Ekkado Recipe
At first glance, ekkado is similar to fried dumplings. But after the first bite, you will be able to feel the difference. Often found as a dish of choice at Japanese fast food restaurants, this ekkado has a skin made of crunchy beancurd and quail eggs as the filling. Ekkado is very practical and easy to make and you can store it for a long time as frozen food .
Ingredients
- Chicken fillet - 200 grams
- Shrimp, peeled - 200 grams
- Garlic, puree - 3 cloves
- Egg white - 1 egg
- Sago flour - 2 tsp
- Nutmeg - 1/4 tsp
- Salt - 1/2 tsp
- Pepper - 1/4 tsp
- Broth powder - 1/2 tsp
- Sesame oil - 1 tsp
- Sugar - 1 tsp
- Quail eggs, boiled - 15 eggs
- Bean sprouts, soaked in water until pliable - 2 packs
- Chives leaves - 15 strands
- Oil, for frying - to taste
- Purchase ingredients and cooking utensils
Plans
- Puree the chicken and shrimp in a blender or food processor until smooth. Transfer to a container.
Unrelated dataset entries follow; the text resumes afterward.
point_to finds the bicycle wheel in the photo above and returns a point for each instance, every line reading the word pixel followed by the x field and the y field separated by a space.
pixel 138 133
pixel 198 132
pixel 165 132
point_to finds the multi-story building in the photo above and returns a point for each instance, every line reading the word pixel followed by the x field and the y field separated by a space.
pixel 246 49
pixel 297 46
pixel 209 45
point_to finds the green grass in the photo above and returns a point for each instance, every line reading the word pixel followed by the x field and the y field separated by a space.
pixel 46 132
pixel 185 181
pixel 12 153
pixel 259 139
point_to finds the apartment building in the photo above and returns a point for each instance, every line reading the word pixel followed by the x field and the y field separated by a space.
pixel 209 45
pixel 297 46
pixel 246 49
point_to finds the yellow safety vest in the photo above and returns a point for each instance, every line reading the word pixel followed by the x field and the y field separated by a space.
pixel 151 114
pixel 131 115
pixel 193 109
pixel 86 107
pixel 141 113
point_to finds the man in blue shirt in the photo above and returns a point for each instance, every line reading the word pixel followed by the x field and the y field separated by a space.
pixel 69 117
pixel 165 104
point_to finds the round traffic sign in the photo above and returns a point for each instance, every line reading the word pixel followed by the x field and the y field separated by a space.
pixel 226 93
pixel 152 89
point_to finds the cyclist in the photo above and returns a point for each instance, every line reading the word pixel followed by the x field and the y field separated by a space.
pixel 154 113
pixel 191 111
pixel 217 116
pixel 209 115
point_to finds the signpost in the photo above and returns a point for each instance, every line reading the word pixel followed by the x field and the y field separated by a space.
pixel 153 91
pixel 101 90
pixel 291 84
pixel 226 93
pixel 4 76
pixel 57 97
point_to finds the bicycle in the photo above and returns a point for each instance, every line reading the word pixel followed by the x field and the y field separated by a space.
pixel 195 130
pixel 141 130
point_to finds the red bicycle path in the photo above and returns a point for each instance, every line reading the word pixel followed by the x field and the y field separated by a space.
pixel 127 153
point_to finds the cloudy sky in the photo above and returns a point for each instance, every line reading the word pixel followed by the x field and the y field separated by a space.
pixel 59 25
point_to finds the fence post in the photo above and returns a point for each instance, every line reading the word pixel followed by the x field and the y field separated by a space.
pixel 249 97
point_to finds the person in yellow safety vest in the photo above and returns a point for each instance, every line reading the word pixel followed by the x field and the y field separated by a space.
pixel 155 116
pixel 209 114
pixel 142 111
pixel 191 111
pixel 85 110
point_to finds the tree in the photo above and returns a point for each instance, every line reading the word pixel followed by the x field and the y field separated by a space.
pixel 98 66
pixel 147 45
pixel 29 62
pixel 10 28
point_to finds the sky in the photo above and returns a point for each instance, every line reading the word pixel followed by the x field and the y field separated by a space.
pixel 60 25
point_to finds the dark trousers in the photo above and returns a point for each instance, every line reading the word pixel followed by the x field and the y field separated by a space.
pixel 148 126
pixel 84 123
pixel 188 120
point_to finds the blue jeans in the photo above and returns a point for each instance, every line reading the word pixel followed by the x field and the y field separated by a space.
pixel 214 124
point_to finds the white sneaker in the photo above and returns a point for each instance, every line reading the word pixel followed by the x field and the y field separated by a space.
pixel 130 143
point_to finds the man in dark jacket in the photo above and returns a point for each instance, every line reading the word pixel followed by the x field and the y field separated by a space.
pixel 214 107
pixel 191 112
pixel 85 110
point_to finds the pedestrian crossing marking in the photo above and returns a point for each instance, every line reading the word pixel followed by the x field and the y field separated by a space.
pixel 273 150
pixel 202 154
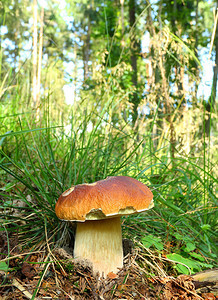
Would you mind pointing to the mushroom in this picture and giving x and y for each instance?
(97, 209)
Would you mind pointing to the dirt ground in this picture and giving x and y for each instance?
(54, 275)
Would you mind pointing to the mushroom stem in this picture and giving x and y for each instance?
(100, 243)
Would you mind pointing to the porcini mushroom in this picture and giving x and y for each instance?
(97, 208)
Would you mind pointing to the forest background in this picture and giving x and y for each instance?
(90, 89)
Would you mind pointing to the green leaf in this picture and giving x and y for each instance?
(3, 266)
(190, 247)
(192, 265)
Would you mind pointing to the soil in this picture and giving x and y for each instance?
(54, 275)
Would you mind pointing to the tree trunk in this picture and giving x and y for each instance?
(86, 51)
(133, 49)
(39, 59)
(34, 53)
(211, 100)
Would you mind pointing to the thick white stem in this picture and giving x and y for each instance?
(100, 243)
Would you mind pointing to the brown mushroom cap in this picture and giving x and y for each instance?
(113, 196)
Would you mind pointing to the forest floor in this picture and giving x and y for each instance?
(53, 275)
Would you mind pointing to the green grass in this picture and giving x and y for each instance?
(38, 164)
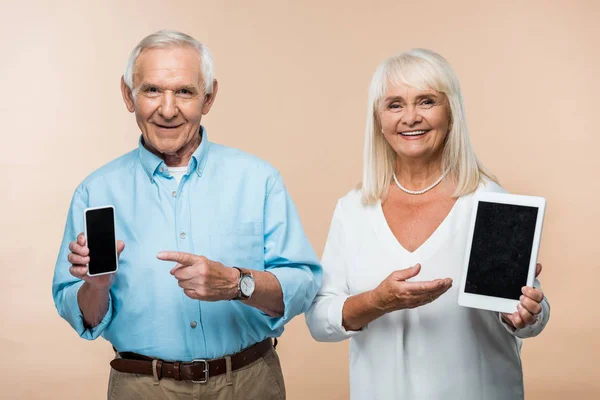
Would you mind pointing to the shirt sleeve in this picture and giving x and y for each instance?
(538, 326)
(64, 285)
(288, 254)
(324, 318)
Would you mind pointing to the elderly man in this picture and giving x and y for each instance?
(194, 220)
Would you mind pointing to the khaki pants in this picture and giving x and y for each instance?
(261, 380)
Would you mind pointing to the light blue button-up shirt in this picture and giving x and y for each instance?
(230, 207)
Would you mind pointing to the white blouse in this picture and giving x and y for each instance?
(437, 351)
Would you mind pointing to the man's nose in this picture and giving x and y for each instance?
(168, 107)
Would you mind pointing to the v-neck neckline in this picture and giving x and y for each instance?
(431, 243)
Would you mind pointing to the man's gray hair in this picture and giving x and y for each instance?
(167, 38)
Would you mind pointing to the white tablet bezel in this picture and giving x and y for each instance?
(86, 238)
(497, 303)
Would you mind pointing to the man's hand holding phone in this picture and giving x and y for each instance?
(79, 258)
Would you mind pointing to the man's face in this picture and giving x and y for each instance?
(168, 98)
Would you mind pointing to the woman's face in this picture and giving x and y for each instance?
(414, 122)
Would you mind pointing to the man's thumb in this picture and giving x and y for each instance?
(408, 273)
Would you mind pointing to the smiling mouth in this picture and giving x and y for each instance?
(413, 133)
(167, 127)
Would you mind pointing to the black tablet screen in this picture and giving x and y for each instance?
(501, 249)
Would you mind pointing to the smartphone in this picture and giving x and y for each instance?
(101, 240)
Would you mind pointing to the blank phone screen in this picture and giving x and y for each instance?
(101, 241)
(501, 250)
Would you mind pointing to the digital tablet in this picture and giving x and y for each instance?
(502, 249)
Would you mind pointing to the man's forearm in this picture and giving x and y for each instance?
(268, 296)
(93, 304)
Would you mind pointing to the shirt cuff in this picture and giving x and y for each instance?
(73, 314)
(298, 287)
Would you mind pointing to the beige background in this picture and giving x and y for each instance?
(293, 83)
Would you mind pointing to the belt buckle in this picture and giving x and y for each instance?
(205, 370)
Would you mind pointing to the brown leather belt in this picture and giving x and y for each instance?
(196, 371)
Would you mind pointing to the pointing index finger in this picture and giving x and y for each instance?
(177, 256)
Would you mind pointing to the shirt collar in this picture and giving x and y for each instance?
(151, 162)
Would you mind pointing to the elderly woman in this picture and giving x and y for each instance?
(397, 244)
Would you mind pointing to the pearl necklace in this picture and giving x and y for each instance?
(428, 188)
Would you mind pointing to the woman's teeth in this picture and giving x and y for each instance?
(413, 133)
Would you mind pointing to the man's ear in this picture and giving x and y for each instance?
(210, 98)
(127, 96)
- Add the finely chopped garlic, egg whites, sago flour, nutmeg, pepper, salt, powdered stock, sesame oil, and sugar. Stir well.
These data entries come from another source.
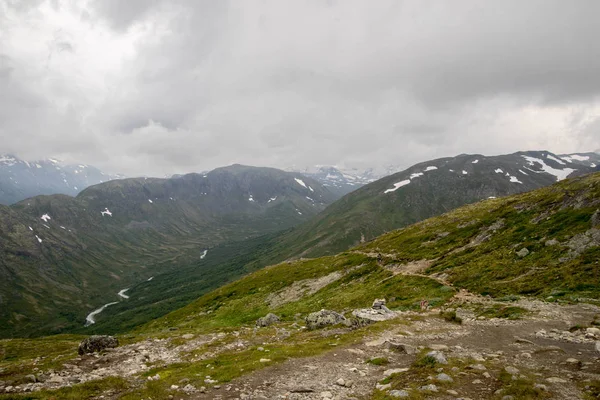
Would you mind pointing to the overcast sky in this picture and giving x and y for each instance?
(154, 87)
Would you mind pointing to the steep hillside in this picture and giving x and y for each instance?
(422, 191)
(435, 187)
(63, 257)
(478, 247)
(338, 180)
(20, 179)
(498, 298)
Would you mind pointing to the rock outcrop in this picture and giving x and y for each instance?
(377, 312)
(267, 320)
(323, 318)
(97, 343)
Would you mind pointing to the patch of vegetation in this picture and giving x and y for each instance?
(450, 316)
(505, 312)
(85, 390)
(378, 361)
(591, 390)
(520, 388)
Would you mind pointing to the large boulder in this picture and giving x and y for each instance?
(97, 343)
(323, 318)
(267, 320)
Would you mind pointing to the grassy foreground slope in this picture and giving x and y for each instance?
(477, 247)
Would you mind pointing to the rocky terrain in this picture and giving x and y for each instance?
(495, 300)
(548, 352)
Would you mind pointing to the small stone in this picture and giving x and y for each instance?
(189, 388)
(444, 378)
(392, 371)
(554, 379)
(401, 347)
(438, 347)
(594, 331)
(477, 367)
(97, 343)
(523, 252)
(267, 320)
(429, 388)
(438, 356)
(398, 393)
(512, 370)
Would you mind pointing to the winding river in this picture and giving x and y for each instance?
(90, 319)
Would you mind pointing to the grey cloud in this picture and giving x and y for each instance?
(281, 83)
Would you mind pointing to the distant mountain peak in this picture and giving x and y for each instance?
(20, 179)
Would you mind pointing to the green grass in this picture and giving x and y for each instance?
(86, 390)
(378, 361)
(502, 311)
(451, 316)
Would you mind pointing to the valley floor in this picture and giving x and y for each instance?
(545, 351)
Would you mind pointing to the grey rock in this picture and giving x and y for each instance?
(267, 320)
(477, 367)
(97, 343)
(523, 252)
(401, 347)
(512, 370)
(189, 388)
(438, 356)
(595, 220)
(444, 378)
(429, 388)
(323, 318)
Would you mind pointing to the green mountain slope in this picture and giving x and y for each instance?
(478, 248)
(422, 191)
(435, 187)
(62, 257)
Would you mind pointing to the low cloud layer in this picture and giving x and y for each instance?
(159, 87)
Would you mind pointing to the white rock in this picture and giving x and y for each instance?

- Take and cut the beancurd into a size of 12x12 cm.
- Take about 25 grams of meat dough. Put it in the middle of the beancurd. Flatten and fill with quail eggs. Round at the same time wrap with beancurd. Tie / pigtail the top with a piece of chives. Repeat until all the batter is used.
- Steam the ekkado for 15-25 minutes. Remove and cool.
- Heat a lot of oil. Fry the ekkado over low heat until the outside is golden brown. Lift and drain.
- Ready to be served.
- 1. If you prefer one of the fillings, namely chicken or shrimp, the ratio can be adjusted. For example, 300 grams of shrimp mixed with 100 grams of chicken.